I leader di Turchia e Russia, due dei paesi impegnati nella guerra di prossimità in atto nel paese mediorientale, si sono sentiti al telefono
I leader di due dei paesi impegnati nella guerra di prossimità in atto in Siria si sono sentiti al telefono. Il presidente turco Recep Tayyip Erdogan ha affermato che “il regime siriano deve impegnarsi in un processo per una soluzione politica“, attraverso la diplomazia, per arrivare a una “soluzione giusta e permanente” della crisi, durante […]
I leader di due dei paesi impegnati nella guerra di prossimità in atto in Siria si sono sentiti al telefono. Il presidente turco Recep Tayyip Erdogan ha affermato che “il regime siriano deve impegnarsi in un processo per una soluzione politica“, attraverso la diplomazia, per arrivare a una “soluzione giusta e permanente” della crisi, durante una telefonata con l’omologo russo Vladimir Putin. Il leader turco ha anche detto che Ankara continuerà a combattere contro il gruppo curdo armato Pkk, ritenuto terrorista, affinché non tragga vantaggio dall’attuale contesto, dove avanzano le forze che si oppongono a Damasco. “La Siria non dovrebbe essere fonte di instabilità”, ha aggiunto Erdogan, sottolineando l’importanza dell’integrità territoriale del Paese e spiegando che Ankara “sta facendo del suo meglio per assicurare la pace in Siria”.

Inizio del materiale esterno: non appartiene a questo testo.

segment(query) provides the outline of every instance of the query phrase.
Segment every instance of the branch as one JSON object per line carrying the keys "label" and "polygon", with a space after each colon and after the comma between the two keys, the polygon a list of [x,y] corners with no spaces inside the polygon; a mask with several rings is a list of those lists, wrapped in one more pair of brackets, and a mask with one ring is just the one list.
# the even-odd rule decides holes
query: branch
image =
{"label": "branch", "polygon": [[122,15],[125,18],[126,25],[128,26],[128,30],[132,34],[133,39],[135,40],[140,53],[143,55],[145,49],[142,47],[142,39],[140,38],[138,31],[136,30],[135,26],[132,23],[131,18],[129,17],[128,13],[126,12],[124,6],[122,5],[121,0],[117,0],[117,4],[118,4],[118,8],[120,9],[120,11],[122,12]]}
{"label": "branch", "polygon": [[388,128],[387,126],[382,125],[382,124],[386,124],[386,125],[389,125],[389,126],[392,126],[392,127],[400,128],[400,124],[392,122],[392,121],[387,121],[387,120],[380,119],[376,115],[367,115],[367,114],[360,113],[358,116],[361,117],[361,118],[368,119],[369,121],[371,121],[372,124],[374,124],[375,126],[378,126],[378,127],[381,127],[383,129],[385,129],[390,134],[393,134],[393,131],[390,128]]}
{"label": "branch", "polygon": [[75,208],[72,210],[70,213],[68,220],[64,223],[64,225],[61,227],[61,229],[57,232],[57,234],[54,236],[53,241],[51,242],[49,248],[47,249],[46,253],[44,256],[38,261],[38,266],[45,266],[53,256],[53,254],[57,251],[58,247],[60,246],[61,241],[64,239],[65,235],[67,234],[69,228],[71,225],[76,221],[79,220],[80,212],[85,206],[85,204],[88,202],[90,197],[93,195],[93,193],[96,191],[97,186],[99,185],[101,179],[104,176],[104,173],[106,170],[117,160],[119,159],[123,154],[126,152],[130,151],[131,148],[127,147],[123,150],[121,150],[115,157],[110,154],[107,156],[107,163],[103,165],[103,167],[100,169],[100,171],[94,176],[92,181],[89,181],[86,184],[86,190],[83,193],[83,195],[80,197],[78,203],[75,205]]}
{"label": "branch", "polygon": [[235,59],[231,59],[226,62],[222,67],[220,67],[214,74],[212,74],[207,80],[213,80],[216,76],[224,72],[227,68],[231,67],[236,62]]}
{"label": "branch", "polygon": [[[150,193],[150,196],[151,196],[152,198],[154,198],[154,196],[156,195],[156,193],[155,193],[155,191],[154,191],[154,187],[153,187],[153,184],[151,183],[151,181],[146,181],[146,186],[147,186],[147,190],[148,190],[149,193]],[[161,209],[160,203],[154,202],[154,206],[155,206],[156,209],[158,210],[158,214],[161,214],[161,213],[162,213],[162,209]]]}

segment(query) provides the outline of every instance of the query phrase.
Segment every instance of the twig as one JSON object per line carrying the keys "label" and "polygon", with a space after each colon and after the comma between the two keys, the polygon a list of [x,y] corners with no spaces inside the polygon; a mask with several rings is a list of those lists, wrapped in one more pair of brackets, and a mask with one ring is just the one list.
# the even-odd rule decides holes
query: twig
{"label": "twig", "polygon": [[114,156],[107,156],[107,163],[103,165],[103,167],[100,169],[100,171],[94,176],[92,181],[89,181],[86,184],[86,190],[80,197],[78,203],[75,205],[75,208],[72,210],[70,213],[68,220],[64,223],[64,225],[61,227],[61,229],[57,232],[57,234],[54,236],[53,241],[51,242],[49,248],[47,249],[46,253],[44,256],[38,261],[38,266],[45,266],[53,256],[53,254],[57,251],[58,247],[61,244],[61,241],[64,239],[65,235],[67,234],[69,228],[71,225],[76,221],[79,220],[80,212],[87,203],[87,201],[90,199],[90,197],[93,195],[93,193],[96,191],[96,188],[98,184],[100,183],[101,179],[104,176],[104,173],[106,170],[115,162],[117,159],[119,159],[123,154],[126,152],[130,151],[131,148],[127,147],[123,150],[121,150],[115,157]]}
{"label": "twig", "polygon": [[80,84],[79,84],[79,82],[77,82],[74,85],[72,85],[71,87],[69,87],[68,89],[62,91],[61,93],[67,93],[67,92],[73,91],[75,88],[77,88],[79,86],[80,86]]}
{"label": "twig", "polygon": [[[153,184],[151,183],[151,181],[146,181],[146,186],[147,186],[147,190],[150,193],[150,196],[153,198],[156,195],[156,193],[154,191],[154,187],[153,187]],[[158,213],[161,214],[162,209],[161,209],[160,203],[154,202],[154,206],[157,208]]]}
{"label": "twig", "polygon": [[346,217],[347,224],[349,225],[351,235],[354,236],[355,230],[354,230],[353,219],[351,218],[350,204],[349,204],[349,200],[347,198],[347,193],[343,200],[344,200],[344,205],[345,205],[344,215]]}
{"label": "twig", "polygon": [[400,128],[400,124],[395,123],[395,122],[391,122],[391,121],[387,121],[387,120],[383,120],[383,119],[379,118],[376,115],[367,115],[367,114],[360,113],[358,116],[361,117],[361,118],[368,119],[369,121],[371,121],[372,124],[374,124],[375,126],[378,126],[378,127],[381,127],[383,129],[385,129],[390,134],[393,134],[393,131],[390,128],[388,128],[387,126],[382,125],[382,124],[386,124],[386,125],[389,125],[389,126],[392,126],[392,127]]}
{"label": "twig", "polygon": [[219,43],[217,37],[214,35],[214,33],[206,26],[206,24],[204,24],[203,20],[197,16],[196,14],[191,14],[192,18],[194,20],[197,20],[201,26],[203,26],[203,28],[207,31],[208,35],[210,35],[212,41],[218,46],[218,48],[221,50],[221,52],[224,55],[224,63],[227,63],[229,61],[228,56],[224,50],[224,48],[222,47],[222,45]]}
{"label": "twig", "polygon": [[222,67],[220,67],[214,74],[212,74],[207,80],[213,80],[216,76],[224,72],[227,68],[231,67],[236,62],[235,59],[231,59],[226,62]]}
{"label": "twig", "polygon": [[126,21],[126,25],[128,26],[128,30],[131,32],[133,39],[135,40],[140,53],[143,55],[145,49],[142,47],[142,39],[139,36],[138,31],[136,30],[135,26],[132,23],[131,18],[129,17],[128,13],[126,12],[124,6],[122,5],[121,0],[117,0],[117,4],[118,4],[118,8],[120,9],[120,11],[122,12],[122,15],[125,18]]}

Nel colloquio Putin ha sostenuto che occorre “fermare rapidamente l’aggressione terroristica contro lo Stato siriano da parte di gruppi radicali” e “fornire pieno sostegno agli sforzi delle autorità legittime per ripristinare la stabilità e l’ordine costituzionale in tutto il Paese, in particolare utilizzando le opportunità esistenti di Ankara nella regione”. I due leader, aggiunge il Cremlino, “si sono espressi a favore del rafforzamento dell’interazione sia in formato bilaterale che nel quadro del processo di Astana”, impegnandosi a “un ulteriore stretto coordinamento tra Russia, Turchia e Iran per normalizzare la situazione in Siria”.
Intanto sul terreno si continua a combattere. Damasco ha perso il controllo dell’aeroporto internazionale di Aleppo, ora in mano agli insorti filo-turchi. Non era mai accaduto nella storia della Siria contemporanea, iniziata nel 1946. I ribelli controllano anche quattro scali militari attorno alla metropoli siriana del nord: Nayrab, Kuweiris, Menagh e Abu Dhuhur. Queste strutture erano risorse strategiche militari di prima importanza sia per il governo di Damasco che per i suoi due alleati: la Russia e l’Iran. Teheran in particolare usava gli aeroporti di Aleppo per rifornire periodicamente le linee degli Hezbollah libanesi tramite il corridoio di Homs nella Siria centrale e confinante con la valle della Bekaa.
Migliaia di civili curdi sono arrivati oggi nella Siria orientale dopo esser stati costretti a lasciare la zona a nord di Aleppo. Per il momento le forze filo-turche hanno lasciato libero un corridoio a sud-est della città per far defluire il flusso di civili in fuga. Questo corridoio collega la zona di Aleppo con la regione di Tabqa e di Raqqa, a est del fiume Eufrate, sotto controllo delle forze curdo-siriane, espressione dell’ala locale del Pkk.
Nelle ultime ore si è riacceso anche il fronte orientale, dove sono presenti forze filo-Usa e forze filo-iraniane a sostegno di rispettivi clienti armati locali. Secondo fonti sul terreno, le forze filo-Usa guidate dal Pkk curdo e da tribù arabe cooptate dagli americani stanno tentando di conquistare sette località a est del fiume Eufrate sotto controllo delle milizie filo-iraniane e di altri clan tribali vicini invece all’Iran e l’aviazione Usa ha bombardato posizioni di milizie filo-iraniane nella valle dell’Eufrate. Teheran, da parte sua, è pronta a valutare l’invio di truppe in Siria se il governo di Damasco richiederà formalmente aiuto per far fronte all’offensiva dei ribelli, ha detto il ministro degli Esteri, Seyed Abbas Araghchi.